Ребячество оканчивалось преждевременно; я бросил игрушки и принялся читать. Так иногда в теплые дни февраля наливаются почки на деревьях, подвергаясь ежедневно опасности погибнуть от мороза и лишить дерево лучших соков. За книги принялся я скуки ради – само собою разумеется, не за учебные. Развившаяся охота к чтению выучила меня очень скоро по-французски и по-немецки и с тем вместе послужила вечным препятствием доучиться. Первая книга, которую я прочел con amore[194], была «Лолотта и Фанфан», вторая – «Алексис, или Домик в лесу». С легкой ручки мамзель Лолотты я пустился читать без выбора, без устали, понимая, не понимая, старое и новое, трагедии Сумарокова, «Россиаду», «Российский феатр» etc., etc. И, повторяю, это неумеренное чтение было важным препятствием учению. Покидая какой-нибудь том «Детей аббатства» и весь занятый лордом Мортимером, мог ли я с охотой заниматься грамматикой и спрягать глагол aimer[195], с его адъютантами être и avoir[196], после того, как я знал, как спрягается он жизнию и в жизни? К тому же романы я понимал, а грамматику нет; то, что теперь кажется так ясно текущим из здравого смысла, тогда представлялось какими-то путами, нарочно выдуманными затруднениями. Бушо не любил меня и с скверным мнением обо мне уехал в Мец. Досадно! Когда поеду во Францию, заверну к старику. Чем же мне убедить его? Он измеряет человека знанием французской грамматики, и то не какой-нибудь, а именно восьмым изданием Ломондовой, – а я только не делаю ошибок на санскритском языке, и то потому, что не знаю его вовсе. Чем же? Есть у меня доказательство, – ну, уж это мой секрет, а старик сдастся, как бы только он не поторопился на тот свет; впрочем, я и туда поеду: мне очень хочется путешествовать.
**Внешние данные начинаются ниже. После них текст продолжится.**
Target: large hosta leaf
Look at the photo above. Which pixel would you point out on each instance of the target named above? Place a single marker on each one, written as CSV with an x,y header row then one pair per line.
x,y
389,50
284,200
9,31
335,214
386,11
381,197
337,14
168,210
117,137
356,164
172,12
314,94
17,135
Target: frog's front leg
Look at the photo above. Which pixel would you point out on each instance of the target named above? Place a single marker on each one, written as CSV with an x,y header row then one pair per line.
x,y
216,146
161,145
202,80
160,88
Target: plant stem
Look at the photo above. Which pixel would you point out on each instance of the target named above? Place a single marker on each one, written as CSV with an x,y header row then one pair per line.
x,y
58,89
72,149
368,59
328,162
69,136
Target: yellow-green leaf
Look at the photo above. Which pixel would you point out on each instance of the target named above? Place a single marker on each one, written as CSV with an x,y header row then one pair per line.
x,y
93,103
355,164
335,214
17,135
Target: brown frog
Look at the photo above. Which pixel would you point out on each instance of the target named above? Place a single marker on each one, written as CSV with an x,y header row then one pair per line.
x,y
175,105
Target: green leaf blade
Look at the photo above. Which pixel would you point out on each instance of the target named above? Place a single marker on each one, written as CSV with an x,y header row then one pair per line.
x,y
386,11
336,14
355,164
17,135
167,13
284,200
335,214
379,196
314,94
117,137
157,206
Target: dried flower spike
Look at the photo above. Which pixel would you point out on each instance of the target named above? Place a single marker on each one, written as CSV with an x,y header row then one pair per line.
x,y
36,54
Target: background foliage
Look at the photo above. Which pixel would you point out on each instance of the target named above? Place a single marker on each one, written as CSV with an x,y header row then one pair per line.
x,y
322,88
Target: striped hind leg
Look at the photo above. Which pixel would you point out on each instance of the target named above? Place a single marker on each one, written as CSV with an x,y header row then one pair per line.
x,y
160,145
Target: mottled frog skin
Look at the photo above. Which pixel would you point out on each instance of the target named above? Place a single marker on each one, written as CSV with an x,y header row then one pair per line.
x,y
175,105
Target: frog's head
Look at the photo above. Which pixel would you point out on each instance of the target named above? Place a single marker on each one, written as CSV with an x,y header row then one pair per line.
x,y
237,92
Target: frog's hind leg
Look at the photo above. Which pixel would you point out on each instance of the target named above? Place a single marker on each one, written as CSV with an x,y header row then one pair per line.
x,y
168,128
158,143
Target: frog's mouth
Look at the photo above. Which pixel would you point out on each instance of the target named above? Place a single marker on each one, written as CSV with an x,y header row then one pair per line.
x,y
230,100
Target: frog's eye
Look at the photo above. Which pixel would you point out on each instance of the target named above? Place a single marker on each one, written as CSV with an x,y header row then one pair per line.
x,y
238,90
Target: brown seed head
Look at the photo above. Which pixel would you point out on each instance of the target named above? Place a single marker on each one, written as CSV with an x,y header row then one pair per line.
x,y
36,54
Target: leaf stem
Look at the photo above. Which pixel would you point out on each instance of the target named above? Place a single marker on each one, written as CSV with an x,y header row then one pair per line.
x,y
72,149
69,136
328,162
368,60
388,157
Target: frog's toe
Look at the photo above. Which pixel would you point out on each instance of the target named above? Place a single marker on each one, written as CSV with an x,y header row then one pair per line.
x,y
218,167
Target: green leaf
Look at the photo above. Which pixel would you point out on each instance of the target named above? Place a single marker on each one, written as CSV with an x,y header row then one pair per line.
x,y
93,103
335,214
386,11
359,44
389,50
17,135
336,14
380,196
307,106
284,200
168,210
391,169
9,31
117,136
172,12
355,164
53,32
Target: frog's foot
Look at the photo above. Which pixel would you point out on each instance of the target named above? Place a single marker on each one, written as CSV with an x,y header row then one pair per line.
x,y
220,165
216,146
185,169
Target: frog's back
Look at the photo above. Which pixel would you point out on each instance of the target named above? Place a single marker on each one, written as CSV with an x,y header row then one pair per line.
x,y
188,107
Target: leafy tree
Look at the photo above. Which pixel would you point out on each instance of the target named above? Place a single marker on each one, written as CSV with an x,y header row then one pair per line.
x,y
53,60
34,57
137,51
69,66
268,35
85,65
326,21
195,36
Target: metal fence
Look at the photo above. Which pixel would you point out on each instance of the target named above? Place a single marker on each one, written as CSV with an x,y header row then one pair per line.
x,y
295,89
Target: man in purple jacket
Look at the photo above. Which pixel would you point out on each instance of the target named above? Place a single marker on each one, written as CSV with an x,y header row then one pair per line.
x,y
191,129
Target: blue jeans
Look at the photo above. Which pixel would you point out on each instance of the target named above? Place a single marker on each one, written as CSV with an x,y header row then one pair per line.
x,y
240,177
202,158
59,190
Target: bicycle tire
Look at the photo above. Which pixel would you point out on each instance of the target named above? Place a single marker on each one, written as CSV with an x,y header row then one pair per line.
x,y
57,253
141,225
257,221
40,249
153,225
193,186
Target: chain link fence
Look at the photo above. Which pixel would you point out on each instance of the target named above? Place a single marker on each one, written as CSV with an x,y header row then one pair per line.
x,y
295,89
Перечитав все книги, найденные мною в сундуке, стоявщем в кладовой, я стал промышлять другие, и провизор на Маросейке, приносивший когда-то Зандов портрет и всегда запах ребарбара с розой, прислал мне засаленные и ощипанные томы Лафонтена; томы эти совершенно свели меня с ума. Я начал с романа «Der Sonderling» и пошел, и пошел!.. Романы поглотили все мое внимание: читая, я забывал себя в камлотовой курточке и переселялся последовательно в молодого Бургарда, Алкивиада, Ринальдо-Ринальдини и т. д. Но как мое умственное обжорство не знало меры, то вскоре недостало в фармации на Маросейке романов, и я начал отыскивать везде всякую дрянь, между прочим, отрыл и «Письмовник» Курганова – этот блестящий предшественник нравственно-сатирической школы в нашей литературе. Богатым запасом истин и анекдотов украсил Курганов мою память; даже до сих пор не забыты некоторые, например: «Некий польский шляхтич ветрогонного нрава, желая оконфузить одного ученого, спросил его, что значит обол, парабол, фарибол? Сей отвечал ему…» и т. д. Можете в самом источнике почерпнуть острый ответ.